Continua il dibattito tra i sindacati degli edicolanti ed il governo per una riforma del sistema editoriale.Le proposte delle tre principali sigle sindacali degli edicolanti Snag, Sinagi e Usiagi sono state presentate a Roma in occasione del dibattito “Editoria: riforma o rivoluzione? Le edicole motore di sviluppo”. Gli edicolanti, intervenuti numerosi da tutto il paese, hanno fatto sentire la loro voce, nella fase in cui il Governo, tramite il sottosegretario Luca Lotti, sta elaborando la riforma del sistema editoriale. Moderato dal giornalista, già senatore, Vincenzo Vita, l’evento si è svolto presso la sala Capranichetta dell’Hotel Nazionale, in presenza dell’eurodeputata Lara Comi, dei deputati Roberto Rampi, Giuseppe Brescia, Giovanni Paglia, Stefano Candiani e del portavoce del sottosegretario Lotti, Antonio Funiciello. Il presidente di Snag-Confcommercio, Armando Abbiati, ha invocato un miglior lavoro di filiera con l’obiettivo comune di valorizzare il lavoro degli edicolanti e dei giornalisti e vendere di più e meglio i quotidiani e periodici all’interno della rete dedicata. “La risposta della Commissione europea all’interrogazione da noi presentata – ha dichiarato –, chiarirà definitivamente se la vendita di giornali debba essere considerata attività commerciale suscettibile di liberalizzazione, oppure servizio di pubblica utilità, soggetto ad autorizzazione amministrativa. Abbiamo sviluppato le seguenti proposte, rivolte al mondo editoriale, per evitare il collasso del settore: riservare la parità di trattamento solo alle pubblicazioni regolari alla loro prima distribuzione in edicola; riconoscere un aggio maggiore sulle pubblicazioni irregolari, cioè prive dei requisiti di legge; istituire un compenso fisso per la “movimentazione del prodotto”, da corrispondere per tutte le copie ricevute a prescindere dalla vendita; e infine, utilizzare strategie e organismi di marketing per attrarre il cliente-lettore al punto vendita e incrementare il mercato editoriale”.

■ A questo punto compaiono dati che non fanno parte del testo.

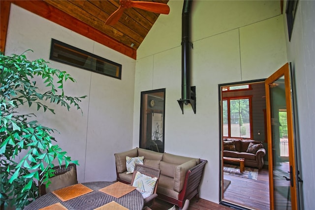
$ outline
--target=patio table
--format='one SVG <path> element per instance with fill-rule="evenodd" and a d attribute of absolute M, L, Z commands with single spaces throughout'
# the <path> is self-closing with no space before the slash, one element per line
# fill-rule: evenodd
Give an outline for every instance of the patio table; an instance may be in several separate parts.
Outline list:
<path fill-rule="evenodd" d="M 113 201 L 130 210 L 141 210 L 143 208 L 144 200 L 137 190 L 121 197 L 113 197 L 98 190 L 115 182 L 94 181 L 81 183 L 93 190 L 93 192 L 63 202 L 52 192 L 50 192 L 36 199 L 26 206 L 25 210 L 38 210 L 48 206 L 60 203 L 68 210 L 94 210 Z"/>

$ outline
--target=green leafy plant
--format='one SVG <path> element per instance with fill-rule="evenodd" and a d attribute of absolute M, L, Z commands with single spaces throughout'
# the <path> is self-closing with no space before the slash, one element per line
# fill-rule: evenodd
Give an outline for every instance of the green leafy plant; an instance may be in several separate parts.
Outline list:
<path fill-rule="evenodd" d="M 55 159 L 59 165 L 78 164 L 53 143 L 56 141 L 51 135 L 56 130 L 33 120 L 36 116 L 33 113 L 20 114 L 18 108 L 36 106 L 37 111 L 55 114 L 46 105 L 54 103 L 68 111 L 73 106 L 82 112 L 79 103 L 86 97 L 66 96 L 63 83 L 74 82 L 74 78 L 65 71 L 49 67 L 49 62 L 43 59 L 28 60 L 26 52 L 10 56 L 0 54 L 0 198 L 1 206 L 14 205 L 17 209 L 23 209 L 38 196 L 38 181 L 49 184 Z M 42 81 L 48 90 L 40 90 L 36 81 Z M 41 180 L 40 171 L 44 175 Z"/>
<path fill-rule="evenodd" d="M 159 125 L 158 122 L 157 122 L 156 130 L 155 130 L 152 133 L 152 140 L 155 141 L 161 140 L 162 137 L 162 131 L 159 130 Z"/>

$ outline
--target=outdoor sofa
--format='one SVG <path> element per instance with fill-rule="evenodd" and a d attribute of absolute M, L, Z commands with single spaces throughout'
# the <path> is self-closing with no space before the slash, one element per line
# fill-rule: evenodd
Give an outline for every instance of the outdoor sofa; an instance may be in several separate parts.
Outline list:
<path fill-rule="evenodd" d="M 127 174 L 126 156 L 144 157 L 144 164 L 160 170 L 157 193 L 158 198 L 182 208 L 186 199 L 199 197 L 199 188 L 207 160 L 140 148 L 115 154 L 117 181 L 129 184 L 132 174 Z"/>

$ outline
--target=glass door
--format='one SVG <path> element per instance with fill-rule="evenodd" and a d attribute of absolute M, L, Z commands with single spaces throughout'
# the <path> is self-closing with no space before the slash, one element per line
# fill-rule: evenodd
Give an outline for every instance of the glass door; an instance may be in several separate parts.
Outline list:
<path fill-rule="evenodd" d="M 298 209 L 298 175 L 295 152 L 289 64 L 265 82 L 271 210 Z"/>

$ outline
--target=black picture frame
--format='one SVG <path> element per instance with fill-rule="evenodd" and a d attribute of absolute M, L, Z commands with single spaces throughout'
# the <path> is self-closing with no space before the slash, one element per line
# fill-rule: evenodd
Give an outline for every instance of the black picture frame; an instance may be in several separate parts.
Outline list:
<path fill-rule="evenodd" d="M 285 14 L 286 14 L 286 22 L 287 24 L 287 32 L 289 35 L 289 41 L 291 41 L 292 31 L 293 28 L 293 23 L 296 9 L 299 0 L 288 0 L 286 1 Z"/>
<path fill-rule="evenodd" d="M 139 148 L 164 152 L 165 89 L 141 94 Z"/>

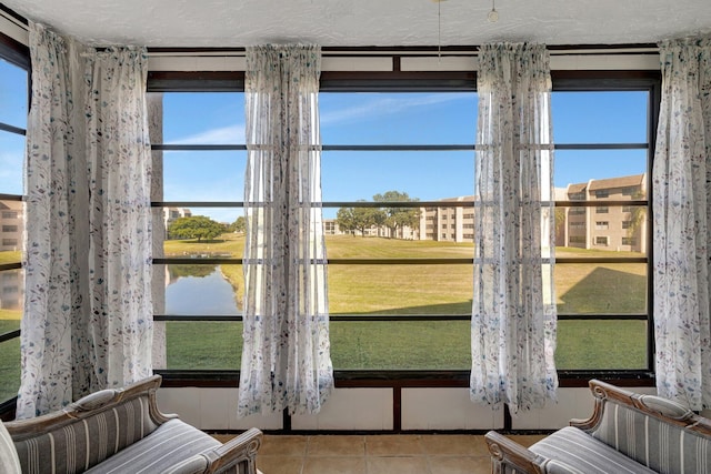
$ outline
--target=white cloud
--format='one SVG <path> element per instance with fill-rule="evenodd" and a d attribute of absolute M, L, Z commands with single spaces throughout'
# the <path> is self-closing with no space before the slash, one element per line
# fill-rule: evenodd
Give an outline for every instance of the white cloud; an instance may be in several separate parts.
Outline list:
<path fill-rule="evenodd" d="M 330 125 L 343 122 L 358 121 L 360 119 L 370 119 L 374 114 L 394 114 L 404 110 L 434 105 L 453 100 L 461 100 L 470 94 L 463 93 L 441 93 L 441 94 L 422 94 L 422 95 L 402 95 L 388 94 L 369 102 L 364 102 L 359 107 L 340 109 L 331 112 L 321 113 L 321 125 Z"/>
<path fill-rule="evenodd" d="M 171 140 L 170 144 L 236 144 L 243 142 L 244 125 L 231 125 Z"/>

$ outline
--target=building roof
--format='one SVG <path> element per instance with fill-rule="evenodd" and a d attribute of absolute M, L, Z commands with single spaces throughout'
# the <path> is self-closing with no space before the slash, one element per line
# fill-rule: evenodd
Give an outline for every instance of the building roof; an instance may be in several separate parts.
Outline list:
<path fill-rule="evenodd" d="M 591 180 L 590 191 L 613 189 L 613 188 L 629 188 L 642 185 L 644 181 L 644 174 L 633 174 L 631 177 L 608 178 L 604 180 Z"/>

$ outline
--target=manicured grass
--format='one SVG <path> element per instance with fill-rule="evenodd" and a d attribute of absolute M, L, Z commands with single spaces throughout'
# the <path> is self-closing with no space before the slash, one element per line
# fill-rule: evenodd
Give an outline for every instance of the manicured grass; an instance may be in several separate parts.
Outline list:
<path fill-rule="evenodd" d="M 242 255 L 241 234 L 210 242 L 167 241 L 167 256 Z M 471 258 L 472 244 L 329 235 L 330 259 Z M 559 256 L 621 256 L 622 252 L 558 249 Z M 16 256 L 19 259 L 19 256 Z M 199 263 L 199 259 L 196 259 Z M 243 293 L 241 265 L 221 265 Z M 645 265 L 558 264 L 559 313 L 644 313 Z M 329 265 L 331 314 L 469 314 L 472 269 L 448 265 Z M 19 327 L 20 311 L 0 311 L 0 333 Z M 239 370 L 242 324 L 239 322 L 167 322 L 168 369 Z M 559 369 L 647 367 L 644 321 L 560 321 Z M 469 321 L 331 322 L 331 357 L 336 369 L 467 370 L 471 366 Z M 19 341 L 0 344 L 0 400 L 19 386 Z"/>
<path fill-rule="evenodd" d="M 210 251 L 242 255 L 243 238 L 229 234 Z M 471 258 L 472 244 L 350 235 L 327 238 L 330 259 Z M 166 252 L 202 251 L 194 243 L 169 241 Z M 207 251 L 207 249 L 203 249 Z M 621 256 L 622 252 L 558 249 L 559 256 Z M 242 269 L 222 265 L 241 297 Z M 643 313 L 645 266 L 559 264 L 559 313 Z M 329 265 L 329 306 L 337 314 L 468 314 L 472 269 L 450 265 Z M 199 336 L 197 336 L 199 334 Z M 462 369 L 471 365 L 468 321 L 331 322 L 336 369 Z M 204 341 L 210 341 L 204 344 Z M 170 369 L 239 369 L 241 324 L 169 323 Z M 559 369 L 647 367 L 643 321 L 560 321 Z M 219 350 L 216 350 L 219 347 Z"/>

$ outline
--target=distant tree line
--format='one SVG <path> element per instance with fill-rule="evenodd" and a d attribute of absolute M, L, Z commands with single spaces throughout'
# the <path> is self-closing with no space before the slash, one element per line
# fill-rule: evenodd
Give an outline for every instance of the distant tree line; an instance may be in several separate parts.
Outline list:
<path fill-rule="evenodd" d="M 410 198 L 407 192 L 388 191 L 383 194 L 373 195 L 373 202 L 415 202 L 417 198 Z M 358 202 L 367 202 L 359 200 Z M 385 226 L 390 229 L 390 236 L 398 235 L 398 229 L 414 228 L 419 224 L 420 210 L 417 208 L 401 208 L 393 205 L 352 206 L 341 208 L 336 214 L 336 222 L 342 232 L 360 232 L 365 236 L 365 231 L 372 228 Z"/>
<path fill-rule="evenodd" d="M 231 224 L 213 221 L 206 215 L 178 218 L 168 224 L 168 239 L 214 240 L 226 232 L 244 232 L 247 225 L 243 216 Z"/>

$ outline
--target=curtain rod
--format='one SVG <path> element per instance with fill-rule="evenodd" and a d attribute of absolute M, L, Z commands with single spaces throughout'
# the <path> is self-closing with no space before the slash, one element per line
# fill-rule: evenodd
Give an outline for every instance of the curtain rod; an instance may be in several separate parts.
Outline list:
<path fill-rule="evenodd" d="M 29 26 L 22 21 L 20 21 L 14 16 L 10 14 L 4 10 L 0 10 L 0 16 L 2 16 L 8 21 L 11 21 L 17 27 L 29 31 Z M 101 47 L 97 47 L 101 49 Z M 399 50 L 397 48 L 388 49 L 384 47 L 383 49 L 373 49 L 369 50 L 364 48 L 362 50 L 358 49 L 358 47 L 352 48 L 334 48 L 333 50 L 329 50 L 329 47 L 323 47 L 321 50 L 322 56 L 337 56 L 337 57 L 392 57 L 392 56 L 418 56 L 418 57 L 478 57 L 479 51 L 475 49 L 468 49 L 469 47 L 464 47 L 467 49 L 461 50 L 447 50 L 442 49 L 439 51 L 437 47 L 422 47 L 421 50 L 418 50 L 415 47 L 409 47 L 407 50 Z M 179 48 L 170 48 L 173 51 L 161 51 L 162 48 L 156 48 L 151 51 L 151 48 L 148 48 L 149 57 L 189 57 L 189 58 L 199 58 L 199 57 L 222 57 L 222 58 L 243 58 L 246 56 L 244 48 L 236 48 L 233 50 L 230 49 L 209 49 L 204 50 L 196 49 L 196 48 L 186 48 L 184 50 L 180 50 Z M 549 46 L 548 52 L 550 56 L 585 56 L 585 54 L 650 54 L 659 52 L 659 48 L 655 46 L 640 46 L 640 47 L 590 47 L 590 48 L 580 48 L 577 46 L 561 47 L 561 46 Z"/>
<path fill-rule="evenodd" d="M 594 48 L 594 49 L 565 49 L 565 50 L 550 50 L 550 56 L 593 56 L 593 54 L 652 54 L 658 53 L 659 48 L 657 47 L 640 47 L 640 48 Z M 438 53 L 437 51 L 430 50 L 428 47 L 423 47 L 422 50 L 408 50 L 408 51 L 398 51 L 398 50 L 382 50 L 382 51 L 368 51 L 368 50 L 334 50 L 329 51 L 328 49 L 322 49 L 321 54 L 324 57 L 393 57 L 393 56 L 414 56 L 414 57 L 478 57 L 479 51 L 475 50 L 461 50 L 461 51 L 442 51 Z M 194 51 L 194 50 L 186 50 L 186 51 L 151 51 L 148 49 L 148 56 L 153 58 L 170 58 L 170 57 L 189 57 L 189 58 L 199 58 L 199 57 L 218 57 L 218 58 L 243 58 L 246 52 L 243 50 L 203 50 L 203 51 Z"/>

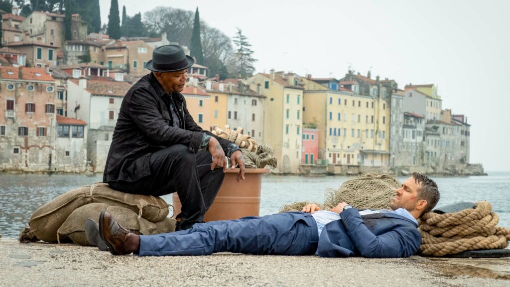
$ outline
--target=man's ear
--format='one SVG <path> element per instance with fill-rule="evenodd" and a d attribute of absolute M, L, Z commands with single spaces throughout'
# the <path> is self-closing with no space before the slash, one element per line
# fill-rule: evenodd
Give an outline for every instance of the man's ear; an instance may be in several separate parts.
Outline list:
<path fill-rule="evenodd" d="M 416 202 L 416 209 L 421 211 L 427 206 L 427 203 L 426 200 L 419 199 Z"/>

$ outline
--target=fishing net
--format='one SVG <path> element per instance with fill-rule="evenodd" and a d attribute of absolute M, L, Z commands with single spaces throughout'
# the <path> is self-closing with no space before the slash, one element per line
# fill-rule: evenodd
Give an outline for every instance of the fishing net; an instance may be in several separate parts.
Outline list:
<path fill-rule="evenodd" d="M 389 209 L 400 183 L 389 174 L 363 174 L 344 182 L 338 189 L 327 188 L 322 204 L 308 201 L 284 205 L 280 212 L 300 211 L 307 204 L 315 203 L 321 210 L 328 210 L 340 202 L 347 202 L 359 209 Z"/>

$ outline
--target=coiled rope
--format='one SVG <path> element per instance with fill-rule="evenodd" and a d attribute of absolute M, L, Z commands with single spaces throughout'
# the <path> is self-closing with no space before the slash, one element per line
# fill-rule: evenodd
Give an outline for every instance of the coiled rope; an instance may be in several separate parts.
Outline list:
<path fill-rule="evenodd" d="M 503 249 L 510 240 L 510 229 L 496 226 L 499 220 L 487 201 L 458 212 L 427 212 L 419 220 L 422 255 L 442 256 L 466 250 Z"/>

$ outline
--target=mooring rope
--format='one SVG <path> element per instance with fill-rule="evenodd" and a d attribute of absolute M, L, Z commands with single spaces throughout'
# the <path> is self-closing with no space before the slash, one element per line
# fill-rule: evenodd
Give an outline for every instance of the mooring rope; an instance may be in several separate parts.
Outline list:
<path fill-rule="evenodd" d="M 510 229 L 496 226 L 498 215 L 487 201 L 458 212 L 427 212 L 420 219 L 422 255 L 442 256 L 466 250 L 503 249 L 510 240 Z"/>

“Senza la piccola imprenditoria non c’è pluralismo – ha dichiarato Giuseppe Marchica, segretario generale Sinagi –. Ma senza una rete di edicole diffusa e specializzata, la piccola e media editoria non esisterebbero: per questo abbiamo aderito all’iniziativa ‘Meno giornali meno liberi’. Intendiamo proporre la modifica della legge 170, affinché i parametri economici siano sostituiti dalla nuova normativa dei parametri qualitativi. Siamo per il superamento della distinzione tra edicola esclusiva e non esclusiva. Siamo inoltre favorevoli alla parità di trattamento, valore fondamentale in una democrazia moderna. Infine proponiamo la costituzione di un ticket cultura, creato per l’acquisto di giornali, riviste e libri per incentivare giovani e famiglie alla lettura, con la partecipazione dello Stato e gli editori. Per questo, proponiamo che i 10 milioni di euro stanziati per l’informatizzazione delle edicole, che si stanno già informatizzando da sole, siano destinati al finanziamento di questo progetto”.

Al dibattito hanno partecipato anche Aldo Romeo presidente Usiagi Ugl, oltre alla FNSI, e ad alcune associazioni di piccoli editori.